Physico-chemical and electrochemical properties of platinum-tin nanoparticles synthesized by pulsed laser ablation for ethanol oxidation

Mixed Pt-Sn catalysts were prepared by crossed beam pulsed laser deposition. Five catalyst compositions were investigated, namely, Pt100Sn0, Pt90Sn10, Pt75Sn25, Pt50Sn50, and Pt30Sn70. The depositions were performed either under vacuum or in the presence of 2 Torr He. The pressure in the deposition chamber has a strong influence on the surface structure and morphology of the catalytic particles, as determined from scanning electron micrographs (SEM) and atomic force microscopy (AFM). For catalysts prepared under He, X-ray diffraction (XRD) patterns show an expansion of the fcc lattice, indicating that Sri atoms are dissolved in it. Up to 13 atom % Sn can be dissolved in the Pt fcc structure. In contrast, less than 3 atom % of Sn can be dissolved in Pt when the catalysts are prepared under vacuum. X-ray photoelectron spectroscopy has revealed that the surface composition of PtxSn100-x catalysts prepared under 2 Torr He closely follows the bulk concentration.

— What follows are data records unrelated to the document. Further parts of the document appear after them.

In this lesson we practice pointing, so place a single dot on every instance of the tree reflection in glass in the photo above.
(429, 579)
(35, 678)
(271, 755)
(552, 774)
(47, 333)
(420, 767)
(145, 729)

Catalysts with the same composition prepared under vacuum exhibit a surface enrichment with Pt atoms. In these catalysts, tin is highly oxidized and the mean [O]/[Sn] surface ratio is 2.35. In contrast, tin in catalysts prepared under 2 Torr He is less oxidized and the mean [O]/[Sn] surface ratio is 1.37. Cyclic voltammogram curves reveal that mixing Sri with Pt lowers the onset oxidation potential of ethanol. This effect is more pronounced for catalysts prepared under 2 Torr He, and E-onset = 0.31 V vs RHE is reached for [Pt](bulk) = 75 atom %. Similarly, chronoamperometric measurements conducted at +0.5 V vs RHE also demonstrated that Pt75Sn25 catalyst prepared under 2 Torr He is the most active after I h of electrolysis. The reasons underlying these differences are discussed.